Dáil debates

Tuesday, 16 April 2024

National Cancer Strategy: Motion [Private Members]

 

9:05 pm

Photo of David CullinaneDavid Cullinane (Waterford, Sinn Fein) | Oireachtas source

Sometimes you have to own your own failures. I am looking at the countermotion from the Government. Not only does the Government not own its own failures, but in a breathtaking and very arrogant and deliberate way, it actually misrepresents what has been said by all those healthcare professionals who have come out very strongly with regard to the lack of funding for the national cancer strategy and, indeed, the Irish Cancer Society.

In its countermotion, the Government states that there has been an "improvement in survival rates in Ireland during the current National Cancer Strategy 2017-2026." The most recent data that was published was in 2019. That data is relevant to the previous strategies and not the current one. The Government talks about the 670 new staff that have been employed since the strategy was put in place in 2017, and that is correct. That came from the additional funding that was provided in those two years in 2021 and 2022. That shows what can be done, and those staff have made a real difference. Then, however, the Government chose not to fund the national cancer strategy in all the other years.

The Government talks about improvements in new treatments and new medicines and cancer therapies for patients and yet what it does not acknowledge are the very low access rates to new medicines when we compare it to other European countries. It talks about the development of new infrastructure for cancer since 2017. Of course, what it does not talk about is that in St. Luke's Radiation Oncology Network, we have one linear accelerator, which is closed, and a skin cancer machine that is only working part-time. In University Hospital Cork, we have a linear accelerator and CT scanner that have never been used. A new scanner has arrived in Galway but that still has not been used. All this equipment is lying idle under the Government's watch.

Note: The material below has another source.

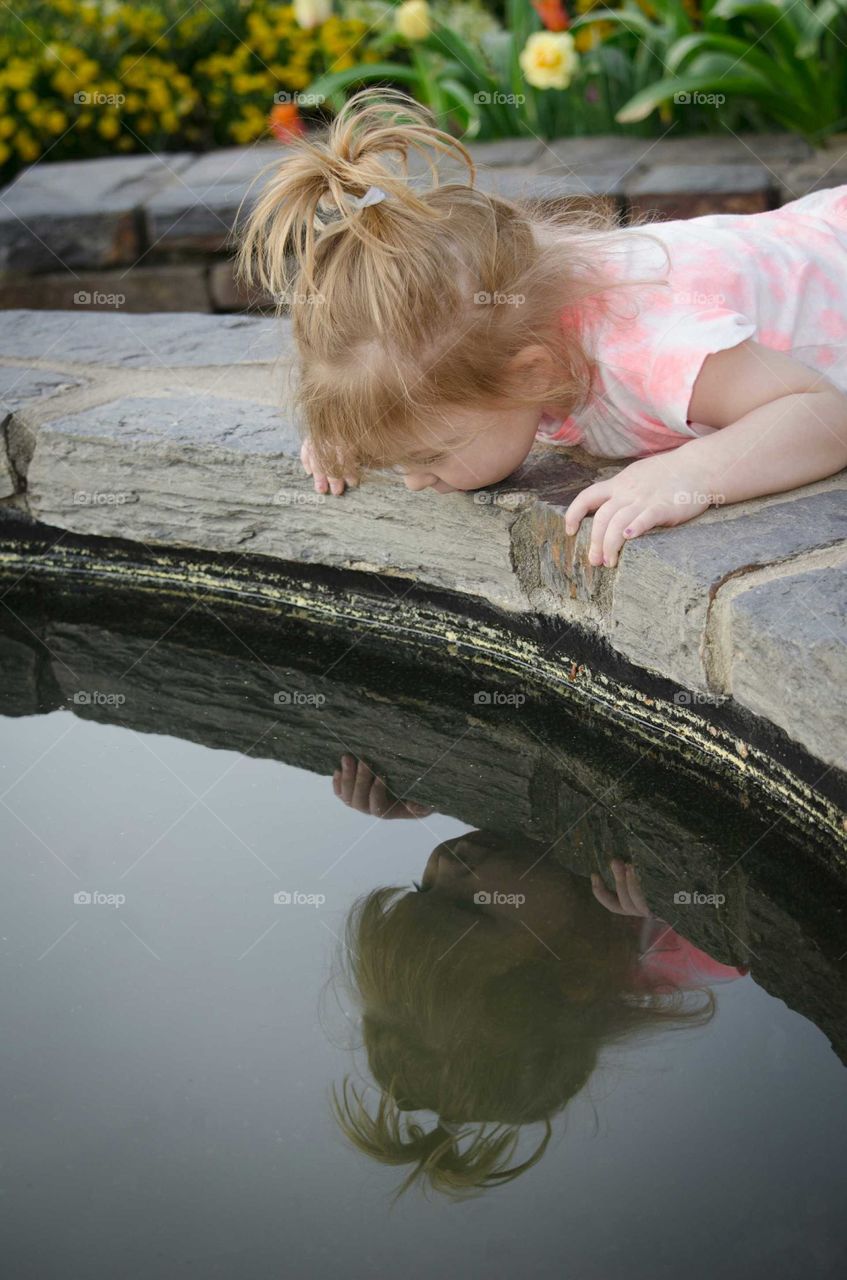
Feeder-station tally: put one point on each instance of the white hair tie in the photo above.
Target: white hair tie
(372, 196)
(449, 1127)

The Government talks about staffing and additional recruitment in areas. It talks about every specialty except, of course, the ones relevant to this debate, namely, radiotherapy therapists, radiation therapists and radiographers. We have a dire shortage. The Minister of State said he brought a proposal to the Minister. It is not just a proposal we need. We need funding. We need those areas to be funded and then delivered.

The fact is that we have had 13 years of Simon Harris, Leo Varadkar and Stephen Donnelly as Ministers for Health. They have made the health service worse. We see it every single day with people waiting in hospital corridors and on hospital trolleys, massive overcrowding and, as we know, cancellation of hospital appointments, including cancer procedures, because of the Government's failure to deal with overcrowding. Cancer services are not being properly funded, including in 2024. Expensive lifesaving equipment is lying idle. Cancer surgeries are being cancelled. Therefore, the solutions we are were putting forward to the Minister of State are to fund the national cancer strategy on a multi-annual basis; end the recruitment embargo, train more healthcare professionals and bring them home to have them work in the health service to ensure that we have the radiation therapists and radiographers we need to bring about improved outcomes for cancer patients; and fund the 3,000 beds we are asking the Government to fund - 1,800 hospital beds and 1,200 community beds - to really deal with the capacity problems in our hospitals. We need a Minister for Health who will stand up for people and stand up for cancer patients, children with scoliosis and those patients who are waiting far too long in emergency departments. After 14 years of three failed Ministers for Health, we need a change of direction.

Sinn Féin has a plan to deliver better health services. I, for one, cannot wait for the Minister of State's party to have the guts to go to the people. Let us have a general election. Let us have that battle of ideas. I hope that at the end of that, we will have a Government that will put cancer patients and people first because they deserve much better.